Em 2011, ela lançou a sua candidatura para a vice-presidência da Câmara dos Deputados e chegou ao cargo. Foi a primeira vez que uma mulher participou da mesa-diretora da casa. Nos dois anos seguintes ela se candidatou à presidência, mas conta que foi questionada pelo próprio partido. “Por que uma mulher? Não pode ser uma mulher, porque ela vai conviver com presidente da República, ministros”, conta Rose do que ouviu na época.
E ela tinha uma resposta para esses questionamentos. “Ora, como parlamentar também faço isso. É o recado cultural que nós temos que combater dia a dia”, conta.
Para a senadora, ainda existe uma cultura entre os líderes de partido que setoriza onde as mulheres podem ou não estar nos cargos da Câmara.”Eu diria que certos cargos podem, outros não podem. Certas relatorias podem, outras não podem, e o mesmo com as comissões. Têm uma cultura secular de que o homem é mais inteligente, é mais preparado.”
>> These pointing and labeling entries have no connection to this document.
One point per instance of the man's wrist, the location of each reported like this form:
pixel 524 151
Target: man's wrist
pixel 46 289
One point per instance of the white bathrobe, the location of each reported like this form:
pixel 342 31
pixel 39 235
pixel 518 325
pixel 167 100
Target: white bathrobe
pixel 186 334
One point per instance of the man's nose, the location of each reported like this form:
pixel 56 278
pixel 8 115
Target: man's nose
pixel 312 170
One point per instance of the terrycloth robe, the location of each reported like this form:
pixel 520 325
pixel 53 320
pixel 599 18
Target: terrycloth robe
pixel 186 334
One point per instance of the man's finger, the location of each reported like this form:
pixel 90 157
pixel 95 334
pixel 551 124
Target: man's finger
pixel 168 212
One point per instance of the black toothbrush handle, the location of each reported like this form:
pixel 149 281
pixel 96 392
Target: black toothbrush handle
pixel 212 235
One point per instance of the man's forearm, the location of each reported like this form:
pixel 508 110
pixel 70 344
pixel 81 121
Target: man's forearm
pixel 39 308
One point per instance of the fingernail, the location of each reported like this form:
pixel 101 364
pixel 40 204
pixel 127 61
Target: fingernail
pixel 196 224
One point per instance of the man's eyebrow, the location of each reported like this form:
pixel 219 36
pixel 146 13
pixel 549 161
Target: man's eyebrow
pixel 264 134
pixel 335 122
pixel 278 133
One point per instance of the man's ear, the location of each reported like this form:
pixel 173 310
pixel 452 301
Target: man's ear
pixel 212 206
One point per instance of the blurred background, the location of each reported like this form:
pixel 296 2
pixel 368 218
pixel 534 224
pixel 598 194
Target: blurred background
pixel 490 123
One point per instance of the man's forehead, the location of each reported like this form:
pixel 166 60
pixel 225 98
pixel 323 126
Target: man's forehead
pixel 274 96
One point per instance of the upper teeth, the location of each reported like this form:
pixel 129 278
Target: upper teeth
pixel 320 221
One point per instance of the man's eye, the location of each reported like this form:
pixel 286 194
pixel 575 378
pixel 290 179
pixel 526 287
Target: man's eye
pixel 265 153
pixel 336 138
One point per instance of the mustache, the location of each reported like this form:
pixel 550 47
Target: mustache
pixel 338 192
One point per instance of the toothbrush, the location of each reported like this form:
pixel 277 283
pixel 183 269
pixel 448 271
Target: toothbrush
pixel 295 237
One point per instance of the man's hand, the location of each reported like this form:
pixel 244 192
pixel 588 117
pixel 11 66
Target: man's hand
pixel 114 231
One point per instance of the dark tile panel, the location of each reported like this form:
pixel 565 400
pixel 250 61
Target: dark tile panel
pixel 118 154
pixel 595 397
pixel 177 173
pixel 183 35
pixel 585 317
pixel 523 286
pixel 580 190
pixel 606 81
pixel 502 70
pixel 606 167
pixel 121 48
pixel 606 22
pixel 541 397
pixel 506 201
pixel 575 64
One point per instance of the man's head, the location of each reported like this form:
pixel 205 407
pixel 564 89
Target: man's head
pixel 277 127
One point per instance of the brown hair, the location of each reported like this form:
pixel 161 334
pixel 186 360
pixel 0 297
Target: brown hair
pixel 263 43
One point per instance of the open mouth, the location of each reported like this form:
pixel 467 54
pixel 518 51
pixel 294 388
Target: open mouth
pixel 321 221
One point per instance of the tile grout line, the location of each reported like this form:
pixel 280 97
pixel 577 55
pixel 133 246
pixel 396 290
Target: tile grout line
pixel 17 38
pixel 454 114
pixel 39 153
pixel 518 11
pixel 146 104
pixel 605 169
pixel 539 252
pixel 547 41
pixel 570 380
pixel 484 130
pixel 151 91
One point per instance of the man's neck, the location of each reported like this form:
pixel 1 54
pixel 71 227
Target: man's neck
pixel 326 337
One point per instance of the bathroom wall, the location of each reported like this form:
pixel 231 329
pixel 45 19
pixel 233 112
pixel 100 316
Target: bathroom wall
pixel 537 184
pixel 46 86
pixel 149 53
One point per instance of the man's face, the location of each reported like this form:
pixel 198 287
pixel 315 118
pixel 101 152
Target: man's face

A distribuição das parlamentares nas comissões permanentes da Câmara é um retrato de onde as mulheres podem ou não estar na sociedade. Entre 25 comissões fixas da casa, apenas quatro são presididas por mulheres: a de Cultura, de Direitos da Pessoa Idosa, de Direitos da Mulher e a comissão de Trabalho, de Administração e Serviço Público. A primeira vez que uma deputada presidiu uma comissão permanente da Câmara foi em 1999, segundo dados do Movimento Transparência Partidária.
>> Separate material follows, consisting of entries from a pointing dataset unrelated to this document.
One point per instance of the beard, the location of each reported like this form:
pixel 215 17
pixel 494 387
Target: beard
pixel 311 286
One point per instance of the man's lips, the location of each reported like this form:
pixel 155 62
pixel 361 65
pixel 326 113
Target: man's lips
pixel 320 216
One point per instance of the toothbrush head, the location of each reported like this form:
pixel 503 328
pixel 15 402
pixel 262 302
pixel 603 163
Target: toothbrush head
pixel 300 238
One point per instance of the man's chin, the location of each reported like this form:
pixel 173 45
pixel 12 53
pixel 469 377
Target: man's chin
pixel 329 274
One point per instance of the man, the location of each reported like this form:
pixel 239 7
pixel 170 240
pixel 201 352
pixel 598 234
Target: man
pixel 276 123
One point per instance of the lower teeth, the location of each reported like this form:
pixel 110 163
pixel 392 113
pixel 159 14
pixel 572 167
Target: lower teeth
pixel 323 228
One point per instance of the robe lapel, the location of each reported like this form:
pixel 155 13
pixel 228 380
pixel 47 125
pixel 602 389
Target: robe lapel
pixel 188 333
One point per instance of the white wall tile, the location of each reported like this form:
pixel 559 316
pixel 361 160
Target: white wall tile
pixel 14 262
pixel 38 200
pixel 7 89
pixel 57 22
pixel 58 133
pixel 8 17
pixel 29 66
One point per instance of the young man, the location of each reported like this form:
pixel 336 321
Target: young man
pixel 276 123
Líder do PSOL na Câmara dos deputados até julho, a deputada Fernanda Melchionna (RS) acredita que os partidos reproduzem a divisão sexual do trabalho. “Não é normal a falta de representação social das mulheres no parlamento. Não é normal ter mulheres só em algumas comissões de saúde, de seguridade social. Nós podemos debater tudo isso, mas também podemos falar sobre economia, constituição e justiça. Isso mostra como a questão do machismo está presente na Câmara dos Deputados e nos partidos”.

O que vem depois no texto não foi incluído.